Saying Goodbye, Part I

It was New Year’s Day 2014, cold and gray. Albany hadn’t seen much snow yet and the ground was bare. I boarded Amtrak’s Lake Shore Limited mid-morning and headed west. When I arrived in Buffalo, in the dark, the snow was coming down steadily; the roads were white and slick. I still needed to travel fifty miles south, through the dreaded Lake Erie snow belt, to get to my Dad’s. Early the next morning I’d be driving three 80-year olds: my father, stepmother and her sister, Thelma, to their winter home in Florida. My parents had reached the age where they didn’t feel comfortable making the trip on their own so I offered to drive the thousand miles for them. It was still snowing when we left pre-dawn. The going was slow, trying to stay in the two thin, bare asphalt tire tracks in an otherwise white-covered Interstate. We knew that once we got a little south of Erie, PA away from the lake, the snow would ease up and we’d have good roads again. An hour after we left home Joyce remembered she’d left her cellphone charging on the kitchen counter. We weren’t going back. Her son could mail the phone down to her.

IMG_1002

Dad and Joyce

Dad rode shotgun, the two sisters shared the back. Over the two-day drive the four of us bantered and bickered and bonded. Every couple hundred miles I prodded Dad with questions about his family, his eight brothers and sisters and their life growing up. I asked him about the war in Korea and his gunshot wound and about my mother and their early years together. Joyce was surprised these two stoic and non-communicative men were actually talking to each other. Being an only child I was closer to my mother when I was young and have only gotten close to Dad since she died back in 1989. Oh, we got along well enough then; it was a happy childhood. But we didn’t do much together. Dad worked hard and had his hobbies and putterings and alone time and I had mine. I am my father’s son. Nowadays we are comfortable with each other and we can sit and not talk together for hours.

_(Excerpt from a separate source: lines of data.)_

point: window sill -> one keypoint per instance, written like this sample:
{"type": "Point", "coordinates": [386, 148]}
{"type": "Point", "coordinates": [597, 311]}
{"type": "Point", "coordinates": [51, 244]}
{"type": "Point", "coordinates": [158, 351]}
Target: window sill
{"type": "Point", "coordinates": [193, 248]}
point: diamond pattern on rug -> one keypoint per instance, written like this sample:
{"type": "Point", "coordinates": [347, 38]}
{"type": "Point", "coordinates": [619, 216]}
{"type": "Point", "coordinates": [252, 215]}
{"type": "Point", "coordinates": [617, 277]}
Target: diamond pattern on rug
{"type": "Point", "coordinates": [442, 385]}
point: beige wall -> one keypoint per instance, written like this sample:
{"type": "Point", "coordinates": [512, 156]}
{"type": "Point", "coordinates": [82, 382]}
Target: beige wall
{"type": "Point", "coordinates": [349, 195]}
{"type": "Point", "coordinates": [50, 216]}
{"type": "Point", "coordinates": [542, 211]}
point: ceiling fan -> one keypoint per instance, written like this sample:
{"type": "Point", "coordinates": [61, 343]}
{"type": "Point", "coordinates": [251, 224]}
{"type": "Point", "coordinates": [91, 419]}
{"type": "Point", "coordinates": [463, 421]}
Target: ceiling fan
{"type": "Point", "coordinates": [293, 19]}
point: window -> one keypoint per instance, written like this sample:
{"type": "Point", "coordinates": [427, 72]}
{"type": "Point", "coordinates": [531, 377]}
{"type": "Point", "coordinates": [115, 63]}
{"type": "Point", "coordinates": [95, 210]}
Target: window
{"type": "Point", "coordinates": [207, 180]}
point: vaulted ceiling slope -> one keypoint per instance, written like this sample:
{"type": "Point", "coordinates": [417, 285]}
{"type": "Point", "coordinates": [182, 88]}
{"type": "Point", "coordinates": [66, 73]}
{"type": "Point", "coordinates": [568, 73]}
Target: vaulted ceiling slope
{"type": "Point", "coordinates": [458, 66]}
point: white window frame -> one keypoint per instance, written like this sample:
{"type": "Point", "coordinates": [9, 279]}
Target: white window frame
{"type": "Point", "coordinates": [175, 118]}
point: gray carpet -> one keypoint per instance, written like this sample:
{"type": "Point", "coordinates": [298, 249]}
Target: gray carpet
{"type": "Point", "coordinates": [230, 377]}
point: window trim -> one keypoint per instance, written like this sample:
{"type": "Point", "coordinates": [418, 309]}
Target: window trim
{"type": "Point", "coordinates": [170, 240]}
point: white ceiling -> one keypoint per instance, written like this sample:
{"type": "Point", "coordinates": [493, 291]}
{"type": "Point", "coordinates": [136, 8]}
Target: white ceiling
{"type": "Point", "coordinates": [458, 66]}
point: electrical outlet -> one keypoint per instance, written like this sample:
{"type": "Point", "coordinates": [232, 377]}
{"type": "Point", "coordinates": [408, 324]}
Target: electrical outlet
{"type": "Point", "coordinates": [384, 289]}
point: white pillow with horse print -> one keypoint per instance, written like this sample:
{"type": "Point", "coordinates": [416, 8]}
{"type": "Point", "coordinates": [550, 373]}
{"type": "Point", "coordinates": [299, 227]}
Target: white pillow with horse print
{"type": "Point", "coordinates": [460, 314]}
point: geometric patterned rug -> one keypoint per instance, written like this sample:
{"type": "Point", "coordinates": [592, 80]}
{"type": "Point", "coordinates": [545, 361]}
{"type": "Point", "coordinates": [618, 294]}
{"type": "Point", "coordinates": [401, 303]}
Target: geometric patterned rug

I was joining the Peace Corps and would be leaving before they got back from Florida, so this was our goodbye. I’d be gone for two years and I might not see one or both of them again. As things turned out my assignment to Ukraine was aborted just before it began and I received the blessing of another year to spend time with my father and Joyce before my new assignment in Thailand. On New Year’s Day 2015 we said our goodbyes again.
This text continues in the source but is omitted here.